Augustinus en Moroni: tijdgenoten in gelijkheid en contrast

Midden vierde eeuw na Christus.

Numidia, het huidige Algerije in Noord-Afrika, deel van het laat-Romeinse rijk.

In het jaar 354 wordt in het Numidische stadje Thagaste een jongetje geboren. Hij krijgt de naam Augustinus. Zijn vader is een zekere Patricius, een lokale ambtenaar van het keizerlijk gezag. Zijn moeder heet Monica, een vrome christelijke vrouw. Na de nodige studies en een ingrijpende bekering wordt Augustinus priester en vervolgens bisschop in de katholieke kerk. Door zijn geschriften zou hij zich ontpoppen tot de belangrijkste christelijke “kerkvader” — een titel gegeven aan invloedrijke theologen in de eerste eeuwen van het christendom.

Zarahemla, op zo’n negenduizend kilometer ten westen van Numidia, op het Amerikaanse continent.

In dezelfde periode, mogelijk hetzelfde jaar, wordt in het land Zarahemla, of iets ten noorden ervan, een jongetje geboren.
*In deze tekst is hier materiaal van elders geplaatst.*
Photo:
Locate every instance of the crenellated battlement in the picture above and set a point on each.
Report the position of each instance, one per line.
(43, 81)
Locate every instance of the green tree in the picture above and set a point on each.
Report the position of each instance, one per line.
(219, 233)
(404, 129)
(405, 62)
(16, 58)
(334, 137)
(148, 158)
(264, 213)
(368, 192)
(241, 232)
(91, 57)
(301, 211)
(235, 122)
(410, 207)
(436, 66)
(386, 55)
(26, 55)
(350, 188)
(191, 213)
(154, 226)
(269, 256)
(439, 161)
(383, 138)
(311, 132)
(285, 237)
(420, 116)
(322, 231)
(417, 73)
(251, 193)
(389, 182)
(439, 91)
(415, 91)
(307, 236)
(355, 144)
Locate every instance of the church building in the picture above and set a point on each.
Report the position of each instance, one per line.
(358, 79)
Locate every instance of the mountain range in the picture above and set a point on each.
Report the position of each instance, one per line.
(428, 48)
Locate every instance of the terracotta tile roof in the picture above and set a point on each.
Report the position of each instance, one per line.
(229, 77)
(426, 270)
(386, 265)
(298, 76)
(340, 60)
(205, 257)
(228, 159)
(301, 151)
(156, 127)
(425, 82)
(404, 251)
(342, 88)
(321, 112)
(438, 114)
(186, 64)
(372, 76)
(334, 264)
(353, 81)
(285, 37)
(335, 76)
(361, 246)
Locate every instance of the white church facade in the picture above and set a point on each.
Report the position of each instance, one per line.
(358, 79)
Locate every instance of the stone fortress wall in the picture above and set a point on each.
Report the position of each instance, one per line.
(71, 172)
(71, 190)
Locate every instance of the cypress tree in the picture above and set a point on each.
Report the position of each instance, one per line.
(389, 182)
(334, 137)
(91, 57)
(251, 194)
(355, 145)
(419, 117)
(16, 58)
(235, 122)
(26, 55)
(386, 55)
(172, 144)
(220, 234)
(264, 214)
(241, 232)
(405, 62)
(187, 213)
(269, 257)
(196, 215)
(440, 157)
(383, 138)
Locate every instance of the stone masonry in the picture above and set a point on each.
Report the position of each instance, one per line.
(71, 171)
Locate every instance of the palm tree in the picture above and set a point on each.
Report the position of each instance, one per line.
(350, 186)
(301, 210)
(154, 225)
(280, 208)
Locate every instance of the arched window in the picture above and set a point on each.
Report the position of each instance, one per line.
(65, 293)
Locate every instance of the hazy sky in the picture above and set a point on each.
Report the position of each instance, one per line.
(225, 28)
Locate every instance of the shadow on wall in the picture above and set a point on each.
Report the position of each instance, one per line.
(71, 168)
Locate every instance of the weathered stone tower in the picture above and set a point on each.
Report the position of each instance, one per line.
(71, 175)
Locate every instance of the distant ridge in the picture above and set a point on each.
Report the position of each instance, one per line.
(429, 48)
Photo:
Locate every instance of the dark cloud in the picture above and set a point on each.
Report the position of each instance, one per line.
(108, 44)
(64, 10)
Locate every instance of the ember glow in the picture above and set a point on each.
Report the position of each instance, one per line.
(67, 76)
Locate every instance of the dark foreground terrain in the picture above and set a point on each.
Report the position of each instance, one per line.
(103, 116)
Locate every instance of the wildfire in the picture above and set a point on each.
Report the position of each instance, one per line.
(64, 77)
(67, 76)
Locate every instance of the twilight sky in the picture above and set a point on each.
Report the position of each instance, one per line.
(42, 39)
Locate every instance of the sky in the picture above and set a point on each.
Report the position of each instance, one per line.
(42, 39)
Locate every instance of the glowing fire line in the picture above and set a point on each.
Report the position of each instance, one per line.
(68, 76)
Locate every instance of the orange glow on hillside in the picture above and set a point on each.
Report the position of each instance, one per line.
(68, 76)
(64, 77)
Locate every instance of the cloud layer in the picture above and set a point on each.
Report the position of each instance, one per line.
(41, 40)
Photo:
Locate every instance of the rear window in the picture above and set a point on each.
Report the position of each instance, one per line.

Hij krijgt de naam Moroni. Zijn vader is Mormon, een legerleider van het Nephitische volk. Moroni groeit op en, net zoals Augustinus, vindt hij zijn levenstaak in geestelijke bediening. Dat weten we uit een brief van zijn vader: “Mijn geliefde zoon, Moroni, ik ben buitengewoon verheugd dat uw Heer Jezus Christus u indachtig is geweest en u tot zijn bediening heeft geroepen, en tot zijn heilige werk.” (Moroni 8:1–2)

Beide mannen, Augustinus en Moroni, maken turbulente tijden mee. In de leefwereld van Augustinus lijdt het christendom onder grote verdeeldheid. Als bisschop en schrijver raakt Augustinus verwikkeld in de grote theologische controverses van zijn tijd. Politieke leiders bemoeien zich met leer en organisatie. Tegelijkertijd is het Romeinse rijk zelf in verval, ondermijnd door interne splitsingen en door invasies van barbaarse legers uit het noorden.
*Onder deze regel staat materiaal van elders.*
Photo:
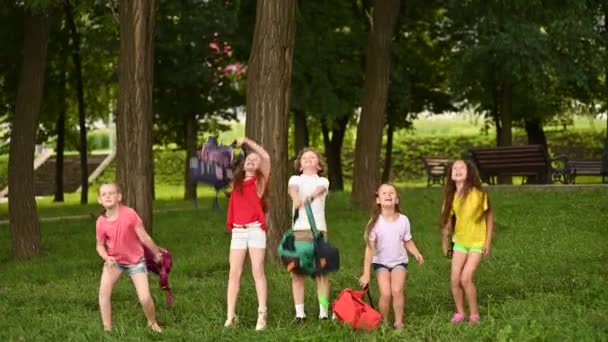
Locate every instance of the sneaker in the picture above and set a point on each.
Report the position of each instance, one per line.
(155, 327)
(231, 322)
(457, 318)
(261, 323)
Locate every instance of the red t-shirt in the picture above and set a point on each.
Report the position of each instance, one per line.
(245, 206)
(119, 236)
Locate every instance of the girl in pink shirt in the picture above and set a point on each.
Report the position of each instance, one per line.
(388, 239)
(120, 235)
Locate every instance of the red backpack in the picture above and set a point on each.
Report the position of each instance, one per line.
(350, 308)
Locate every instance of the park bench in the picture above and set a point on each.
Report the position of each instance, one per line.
(529, 161)
(436, 169)
(587, 168)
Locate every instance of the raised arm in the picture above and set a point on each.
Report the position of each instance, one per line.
(147, 241)
(487, 247)
(264, 156)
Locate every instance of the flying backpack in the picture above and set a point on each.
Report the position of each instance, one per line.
(162, 268)
(308, 257)
(350, 308)
(214, 166)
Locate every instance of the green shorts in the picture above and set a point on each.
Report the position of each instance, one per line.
(461, 248)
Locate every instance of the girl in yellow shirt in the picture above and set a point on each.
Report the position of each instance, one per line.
(467, 203)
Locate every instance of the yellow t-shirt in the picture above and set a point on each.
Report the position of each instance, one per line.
(471, 229)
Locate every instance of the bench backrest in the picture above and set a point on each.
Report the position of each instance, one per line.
(435, 165)
(511, 160)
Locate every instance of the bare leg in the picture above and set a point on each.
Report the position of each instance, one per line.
(466, 278)
(297, 288)
(109, 276)
(140, 280)
(398, 277)
(257, 268)
(237, 259)
(458, 260)
(384, 285)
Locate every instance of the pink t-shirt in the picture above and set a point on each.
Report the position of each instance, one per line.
(119, 236)
(388, 238)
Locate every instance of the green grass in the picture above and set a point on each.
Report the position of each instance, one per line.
(546, 279)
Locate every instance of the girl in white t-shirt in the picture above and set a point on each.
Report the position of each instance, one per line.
(309, 187)
(388, 240)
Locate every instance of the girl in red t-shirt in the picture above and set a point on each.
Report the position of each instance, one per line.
(247, 222)
(120, 235)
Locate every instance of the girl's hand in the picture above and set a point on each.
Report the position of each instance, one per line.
(297, 203)
(364, 280)
(419, 258)
(110, 261)
(445, 247)
(486, 250)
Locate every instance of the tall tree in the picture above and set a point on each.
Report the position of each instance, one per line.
(24, 224)
(76, 59)
(268, 96)
(371, 123)
(134, 169)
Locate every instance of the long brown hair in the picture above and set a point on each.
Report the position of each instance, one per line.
(377, 210)
(297, 166)
(239, 178)
(472, 181)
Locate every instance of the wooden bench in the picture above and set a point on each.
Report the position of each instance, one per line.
(436, 169)
(586, 168)
(528, 161)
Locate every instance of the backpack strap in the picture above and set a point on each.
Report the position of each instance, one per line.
(311, 219)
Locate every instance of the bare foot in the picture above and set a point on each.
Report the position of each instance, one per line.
(155, 327)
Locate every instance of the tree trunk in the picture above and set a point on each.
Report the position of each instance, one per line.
(84, 167)
(60, 132)
(535, 133)
(135, 164)
(191, 131)
(536, 136)
(23, 216)
(301, 131)
(268, 90)
(388, 156)
(504, 138)
(506, 114)
(371, 123)
(333, 151)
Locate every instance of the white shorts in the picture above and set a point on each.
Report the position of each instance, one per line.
(250, 237)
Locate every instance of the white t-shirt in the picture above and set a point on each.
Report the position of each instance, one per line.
(389, 237)
(306, 186)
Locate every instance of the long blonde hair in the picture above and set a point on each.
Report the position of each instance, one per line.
(377, 211)
(471, 182)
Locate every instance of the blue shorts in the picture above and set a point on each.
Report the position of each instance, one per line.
(132, 269)
(399, 267)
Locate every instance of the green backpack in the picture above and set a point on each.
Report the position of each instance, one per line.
(299, 256)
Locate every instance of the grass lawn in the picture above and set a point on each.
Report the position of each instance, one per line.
(546, 279)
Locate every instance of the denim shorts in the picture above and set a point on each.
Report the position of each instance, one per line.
(379, 267)
(132, 269)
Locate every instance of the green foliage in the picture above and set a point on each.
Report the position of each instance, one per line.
(545, 280)
(190, 76)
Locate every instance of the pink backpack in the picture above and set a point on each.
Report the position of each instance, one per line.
(163, 268)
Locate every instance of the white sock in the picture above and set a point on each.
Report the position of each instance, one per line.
(300, 311)
(323, 311)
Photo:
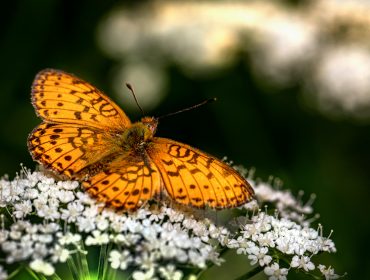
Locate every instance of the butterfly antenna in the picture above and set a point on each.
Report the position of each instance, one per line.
(189, 108)
(129, 86)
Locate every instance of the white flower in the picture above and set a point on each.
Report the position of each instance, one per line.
(259, 255)
(149, 275)
(65, 196)
(22, 209)
(98, 238)
(59, 254)
(170, 273)
(275, 272)
(3, 273)
(43, 267)
(120, 260)
(302, 262)
(328, 273)
(48, 212)
(74, 210)
(69, 238)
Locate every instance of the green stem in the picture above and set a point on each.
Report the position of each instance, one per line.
(84, 263)
(250, 274)
(72, 268)
(15, 272)
(55, 277)
(36, 276)
(102, 268)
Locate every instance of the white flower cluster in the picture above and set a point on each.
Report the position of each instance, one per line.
(266, 236)
(45, 222)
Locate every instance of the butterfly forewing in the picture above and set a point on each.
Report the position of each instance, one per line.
(63, 98)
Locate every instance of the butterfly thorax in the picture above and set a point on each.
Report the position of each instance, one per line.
(137, 136)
Moroni van zijn kant gaat door nog somberder tijden. Hij beleeft de langzame aftakeling en uiteindelijke ondergang van zijn volk, de Nephieten, uitgehold door gelijkaardige scheuringen en oorlogen. Hij is een van de legerleiders bij de slag van Cumorah (Mormon 6:12). Hij is één van de vierentwintig die nog leven na de slachting van het volk waarin ook zijn vader omkwam.

Zowel Augustinus als Moroni zullen dezelfde levensduur hebben. Augustinus zal in 430 n.C. sterven. Moroni schrijft zijn laatste woorden in 421 n.C., maar zal daarna nog enige tijd geleefd hebben zodat zijn sterfdatum dicht bij die van Augustinus komt. Ze zijn allebei een stuk in de zeventig als ze overlijden. Wat we ook van beiden weten, is dat ze in hun jeugd van de beste opleiding konden genieten. Het intellectueel niveau van zowel Augustinus als van Moroni blijkt uit hun respectieve geschriften. Maar nog merkwaardiger is dat ze allebei ook over dezelfde religieuze onderwerpen schrijven, met veel inzet en emotie, de ene wel veel uitgebreider dan de andere. Maar precies dat verschil in volume is ook veelzeggend zoals we zullen zien. Hen vergelijken op enkele topics blijkt leerrijk.

De Godheid

Augustinus, door de Vlaamse schilder Gerard Seghers (1591-1651)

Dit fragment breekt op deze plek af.